Lethen became known to a wider audience through his publication of the books Cool Conduct: The Culture of Distance in Weimar Germany (1994) and Der Sound der Väter about Gottfried Benn (2006). In 2014, he received the Leipzig Book Fair Prize in the non-fiction/essay category for Der Schatten des Fotografen.

In October 2020, he published Denn für dieses Leben ist der Mensch nicht schlau genug, his autobiography.

=== Personal life ===
Lethen married Loes Scholtheis in 1964. The couple separated in 1984. He then married the writer Caroline Sommerfeld in 1998, who since the mid-2010s has become connected with the Neue Rechte and the Identitarian movement. The couple's relationship has attracted a number of articles, including The New York Times coverage "When Old Left and Far-Right Share a Bedroom" in 2018. The couple had three sons.

Lethen died in Vienna on 13 August 2026, at the age of 87.

== Publications ==
- Neue Sachlichkeit. 1924–1932. Studien zur Literatur des „Weißen Sozialismus". Metzler, Stuttgart 1970 (= dissertation at the FU Berlin, 1970).
- Verhaltenslehren der Kälte. Lebensversuche zwischen den Kriegen (= Edition Suhrkamp 1884 = NF 884). Suhrkamp, Frankfurt (Main) 1994, ISBN 978-3-518-11884-9 (English translation by Don Reneau: Cool Conduct. The Culture of Distance in Weimar Germany. University of California Press, Berkeley CA a. o. 2002, ISBN 0-520-20109-4).

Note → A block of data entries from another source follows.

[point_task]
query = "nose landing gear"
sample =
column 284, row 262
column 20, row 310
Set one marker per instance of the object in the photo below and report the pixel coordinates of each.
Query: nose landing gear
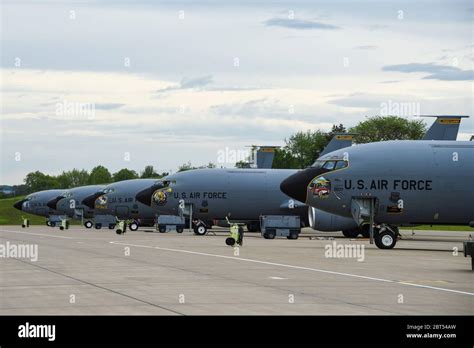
column 385, row 236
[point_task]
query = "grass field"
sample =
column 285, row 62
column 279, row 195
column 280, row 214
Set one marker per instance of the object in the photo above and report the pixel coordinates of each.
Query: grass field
column 12, row 216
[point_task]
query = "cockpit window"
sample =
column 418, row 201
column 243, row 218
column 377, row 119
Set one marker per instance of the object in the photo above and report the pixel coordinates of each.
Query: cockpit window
column 318, row 164
column 329, row 165
column 340, row 164
column 164, row 183
column 332, row 164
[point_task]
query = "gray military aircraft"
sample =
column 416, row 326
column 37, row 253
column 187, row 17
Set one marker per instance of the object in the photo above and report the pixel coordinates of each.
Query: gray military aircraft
column 37, row 204
column 118, row 199
column 245, row 195
column 208, row 195
column 69, row 203
column 390, row 184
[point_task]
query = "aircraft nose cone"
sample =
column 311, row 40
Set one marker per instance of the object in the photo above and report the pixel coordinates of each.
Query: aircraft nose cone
column 296, row 185
column 145, row 195
column 53, row 203
column 19, row 205
column 90, row 200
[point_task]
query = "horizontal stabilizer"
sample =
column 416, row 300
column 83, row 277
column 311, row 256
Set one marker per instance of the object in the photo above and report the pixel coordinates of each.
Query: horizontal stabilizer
column 445, row 127
column 338, row 141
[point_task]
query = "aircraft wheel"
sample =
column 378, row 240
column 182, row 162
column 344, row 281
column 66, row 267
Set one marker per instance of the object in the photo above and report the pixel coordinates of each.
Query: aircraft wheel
column 293, row 235
column 230, row 241
column 385, row 239
column 365, row 231
column 253, row 226
column 200, row 230
column 353, row 233
column 269, row 234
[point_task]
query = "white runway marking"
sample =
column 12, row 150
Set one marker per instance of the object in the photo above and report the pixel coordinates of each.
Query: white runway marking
column 297, row 267
column 39, row 234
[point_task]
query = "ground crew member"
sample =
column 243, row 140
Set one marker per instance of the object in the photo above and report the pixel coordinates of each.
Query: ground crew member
column 236, row 234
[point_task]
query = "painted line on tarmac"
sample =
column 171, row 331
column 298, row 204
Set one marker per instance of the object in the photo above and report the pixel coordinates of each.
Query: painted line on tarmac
column 39, row 234
column 297, row 267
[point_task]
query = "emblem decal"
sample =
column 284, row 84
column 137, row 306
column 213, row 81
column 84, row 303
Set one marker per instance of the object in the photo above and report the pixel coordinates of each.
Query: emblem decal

- with Rainer Grübel and Ralf Grütemeier: Orientierung Literaturwissenschaft. Reinbek 2001.
- Der Sound der Väter. Gottfried Benn und seine Zeit. Rowohlt, Berlin 2006, ISBN 978-3-87134-544-9.
- with Wolfgang Eßbach and Joachim Fischer (eds.): Plessners "Grenzen der Gemeinschaft". Eine Debatte. Frankfurt am Main 2002.

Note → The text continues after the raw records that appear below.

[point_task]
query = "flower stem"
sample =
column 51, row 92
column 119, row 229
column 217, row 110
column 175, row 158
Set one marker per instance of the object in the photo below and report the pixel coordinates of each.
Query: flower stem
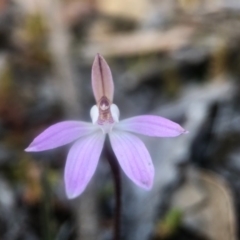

- Der Sound der Väter. Gottfried Benn und seine Zeit. Rowohlt, Berlin 2006, ISBN 978-3-87134-544-9.
- Unheimliche Nachbarschaften. Essays zum Kälte-Kult und der Schlaflosigkeit der philosophischen Anthropologie im 20. Jahrhundert (= Rombach Wissenschaften. Edition Parabasen. Band 10). Rombach, Freiburg (Breisgau) a. o. 2009, ISBN 978-3-7930-9599-6.

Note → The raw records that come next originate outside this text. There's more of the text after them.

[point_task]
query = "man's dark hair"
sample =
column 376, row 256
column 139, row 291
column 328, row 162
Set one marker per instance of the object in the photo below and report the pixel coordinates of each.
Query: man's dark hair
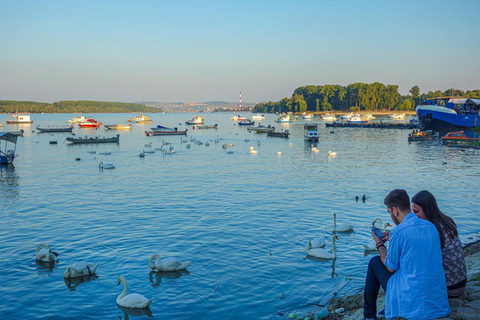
column 398, row 198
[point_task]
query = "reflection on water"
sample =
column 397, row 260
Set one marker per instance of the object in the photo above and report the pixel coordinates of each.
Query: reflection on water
column 44, row 268
column 129, row 312
column 8, row 184
column 156, row 277
column 73, row 283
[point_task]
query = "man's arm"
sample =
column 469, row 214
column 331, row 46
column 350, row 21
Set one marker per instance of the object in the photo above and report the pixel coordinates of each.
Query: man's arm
column 382, row 251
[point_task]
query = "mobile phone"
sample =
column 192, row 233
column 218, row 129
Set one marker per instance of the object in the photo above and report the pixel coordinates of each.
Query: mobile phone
column 378, row 232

- Suche nach dem Handorakel. Ein Bericht. Wallstein, Göttingen 2012, ISBN 978-3-8353-1159-6.
- Der Schatten des Fotografen. Bilder und ihre Wirklichkeit. Rowohlt, Berlin 2014, ISBN 978-3-87134-586-9.
- Die Staatsräte. Elite im Dritten Reich: Gründgens, Furtwängler, Sauerbruch, Schmitt. Rowohlt, Berlin 2018, ISBN 978-3-87134-797-9.
- Denn für dieses Leben ist der Mensch nicht schlau genug. Rowohlt, Berlin 2020, ISBN 978-3-7371-0088-5 (Autobiography).
- Der Sommer des Großinquisitors. Über die Faszination des Bösen. Rowohlt, Berlin 2022, ISBN 978-3-7371-0162-2.
- Stoische Gangarten. Rowohlt August 2025, ISBN 978-3-7371-0237-7.